Sur la route again !

 Fini les répétitions en anglais. Après 10jours des difficultés relationnelles avec deux des trois profs d'anglais, je jette l'éponge. Avec les élèves c'etait super. Ils étaient très attentifs...... à la parole du maitre et je les faisais marrer. C'est ce qu'un ado veut : apprendre des trucs en s'amusant.

  Je serais bien resté pour la jeune prof avec laquelle je faisais une partie des cours. mais comment négocier ça avec le professeur principal ? Trop compliqué pour moi.

  Je suis libre de nouveau, j'ai décidé de repartir vers le Nord.  M'avancer vers Bangkok, voir le marché flottant.

  Je dis m'avancer car je vais essayer de faire le voyage à vélo. (J'avais acheté un vélo pour me rendre au collège). Hier J'ai fait 23 km  entre 8 et 11 du matin c'était relativement supportable. J'ai dormi dans un hôtel pourri à Faham. Il y avait une salle de bain, tout ca pour 300 Bahts (6 euros) . L'hôtel était en bordure de mer. On pourrait dire plage. Comme il n'y avait pour ainsi dire personne. Cela faisait un peu drôle de parcourir plusieurs kilomètres de plage sans voir  personne dans l'eau ou se faire bronzette.

  Je suis content d'avoir  négocié le prix de la chambre d'hôtel car j'ai dû lutter contre une invasion de blattes ! Des gros trucs qui arrivaient dans la salle de bain jusqu'à tard dans la nuit. Il y avait même un machin avec des ailes qui est arrivé jusqu'à mon lit...J'ai laisse 12 cadavres au sol. J'ai quand même réussi à dormir quelques heures cette nuit.

  J'ai decidé de partir tôt pour faire la route a la fraîche. Debout à 5H30, et départ à 6.  Mais surprise. après un kilomètre de route, j'ai senti que la roue avant était lourde : crevaison. On m'a dirigé vers un réparateur qui devait ouvrir a 8 H . J'attendu,  à 7H20 on me dit qu'il n'ouvre pas aujourd'hui. Je repars. J'en trouve un autre rapidement. Il répare. Je paye 1,50 euros pour le remplacement de la chambre et je reprends la route.... Essayons ça en France ! Il est maintenant 7H40. Ca va être dure.

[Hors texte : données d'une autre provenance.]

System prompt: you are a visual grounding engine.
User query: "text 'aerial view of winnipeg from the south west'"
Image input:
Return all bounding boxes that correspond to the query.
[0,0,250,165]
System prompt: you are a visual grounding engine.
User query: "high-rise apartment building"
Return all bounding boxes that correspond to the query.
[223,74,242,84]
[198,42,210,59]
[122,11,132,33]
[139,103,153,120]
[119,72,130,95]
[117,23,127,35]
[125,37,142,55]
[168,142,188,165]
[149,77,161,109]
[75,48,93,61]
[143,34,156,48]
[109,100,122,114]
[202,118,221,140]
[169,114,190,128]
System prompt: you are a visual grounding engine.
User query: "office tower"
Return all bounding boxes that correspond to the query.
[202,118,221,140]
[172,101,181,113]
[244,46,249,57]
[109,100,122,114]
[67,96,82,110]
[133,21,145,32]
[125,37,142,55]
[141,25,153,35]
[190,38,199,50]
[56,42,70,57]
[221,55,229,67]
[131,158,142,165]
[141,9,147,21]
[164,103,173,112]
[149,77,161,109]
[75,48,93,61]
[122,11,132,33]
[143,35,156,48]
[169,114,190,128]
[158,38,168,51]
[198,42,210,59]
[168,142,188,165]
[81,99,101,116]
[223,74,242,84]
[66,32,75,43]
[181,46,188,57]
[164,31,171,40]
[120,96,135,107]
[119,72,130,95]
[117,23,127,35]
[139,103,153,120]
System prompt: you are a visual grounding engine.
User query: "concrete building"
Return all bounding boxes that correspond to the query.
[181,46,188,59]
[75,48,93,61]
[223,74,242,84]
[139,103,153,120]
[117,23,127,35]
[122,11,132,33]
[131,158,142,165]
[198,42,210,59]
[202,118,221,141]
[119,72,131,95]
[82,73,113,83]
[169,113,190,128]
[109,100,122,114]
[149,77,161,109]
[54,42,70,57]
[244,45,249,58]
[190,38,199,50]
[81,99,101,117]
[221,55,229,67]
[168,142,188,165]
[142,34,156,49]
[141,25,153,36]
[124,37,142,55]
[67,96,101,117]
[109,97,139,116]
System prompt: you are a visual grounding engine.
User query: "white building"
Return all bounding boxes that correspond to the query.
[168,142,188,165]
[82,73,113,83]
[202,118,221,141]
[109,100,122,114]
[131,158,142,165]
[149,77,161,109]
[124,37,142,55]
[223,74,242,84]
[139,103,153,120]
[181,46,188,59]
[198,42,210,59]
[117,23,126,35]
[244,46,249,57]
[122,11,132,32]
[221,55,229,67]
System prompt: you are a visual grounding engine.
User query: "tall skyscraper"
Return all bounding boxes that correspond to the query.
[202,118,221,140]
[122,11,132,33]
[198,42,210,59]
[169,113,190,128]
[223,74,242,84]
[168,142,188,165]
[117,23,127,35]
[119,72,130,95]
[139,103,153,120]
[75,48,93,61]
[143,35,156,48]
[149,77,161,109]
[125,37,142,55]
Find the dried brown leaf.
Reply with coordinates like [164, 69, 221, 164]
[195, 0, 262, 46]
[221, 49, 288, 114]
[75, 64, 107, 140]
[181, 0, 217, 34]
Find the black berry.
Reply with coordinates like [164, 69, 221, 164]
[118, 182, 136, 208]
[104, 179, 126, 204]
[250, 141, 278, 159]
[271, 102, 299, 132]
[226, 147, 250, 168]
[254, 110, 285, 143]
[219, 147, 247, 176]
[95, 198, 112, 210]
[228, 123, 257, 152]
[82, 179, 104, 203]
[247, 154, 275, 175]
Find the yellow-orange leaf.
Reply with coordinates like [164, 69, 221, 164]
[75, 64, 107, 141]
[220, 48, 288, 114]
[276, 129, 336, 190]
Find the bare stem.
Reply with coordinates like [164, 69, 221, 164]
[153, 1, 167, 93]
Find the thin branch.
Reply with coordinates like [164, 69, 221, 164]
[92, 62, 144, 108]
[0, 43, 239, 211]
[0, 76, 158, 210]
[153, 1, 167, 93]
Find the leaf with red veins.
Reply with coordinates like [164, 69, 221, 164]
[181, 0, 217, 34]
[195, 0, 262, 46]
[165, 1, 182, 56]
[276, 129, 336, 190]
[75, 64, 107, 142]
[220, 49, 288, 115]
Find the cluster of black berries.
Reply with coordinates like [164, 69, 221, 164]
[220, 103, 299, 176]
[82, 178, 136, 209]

Apres 25 km, je rentre dans une petite ville. Je veux m'arrêter. Pas d'hôtel. Il faut continuer. La chaleur est de plus en plus pénible à supporter. La transpiration me brûle le visage. J'ai les jambes en compote. Je fais les derniers kilomètres.. Les derniers 500 mètres à pied. Je  n'avais pas de lunettes de soleil, juste une casquette, je fermais les yeux au maximum pour réduire la luminosité. Parfois je fermais complètement les yeux. A force d'obstination je suis arrivé dans la ville de Pechilaburi. J'ai dû faire 40 km aujourd'hui. Je voudrais ne pas avoir à renouveler cette expérience.  Pour aller jusqu'à Bangkok, ça ira peut-être mais je ne ferais pas le tour de la Thaïlande dans ces conditions. On ne pense qu'a une chose : tenir.. Tenir.  et toujours tenir Avancer coûte que coûte.

  Un truc rigolo. Hier j'avais mes billets. Mon cash. 1500 euros. Moitié en livres sterling et moitié en euros, dans ma pochette en tissu fixée sur la poitrine. En arrivant, j'ai dû faire sécher les billets. Ils étaient mouillés. Ils ont tenu le choc. J'avais peur qu'ils perdent leurs couleurs et qu'ils ne deviennent inutilisables. Mais non.

  Dans la ville ou je suis, Péchilaburi,  des singes ont inverti les rues. Cela fait drôle au début. Je me méfiais quand même. J'avais peur qu'ils me fauchent quelque chose sur le vélo. Un vêtement où j'ai tout mon argent.

  La chambre où je suis à l'air correcte. pour 5,5 euros j'ai la télévision et une salle de bain complète avec chiottes à la turc et un robinet pour se laver le cul. Pas de papier cul.  et deux ventilos. Par contre le grillage anti-moustiques est défectueux. Je vais avoir droit aux moustiques. Je préfère encore les moustiques aux blattes géantes comme hier. Je ne relis pas ce que je viens d'écrire, trop fatigué. Salut les amis.

  Les voyages, une vraie douceur à la vie surtout pour ceux qui ont conservé leur âme d'enfant.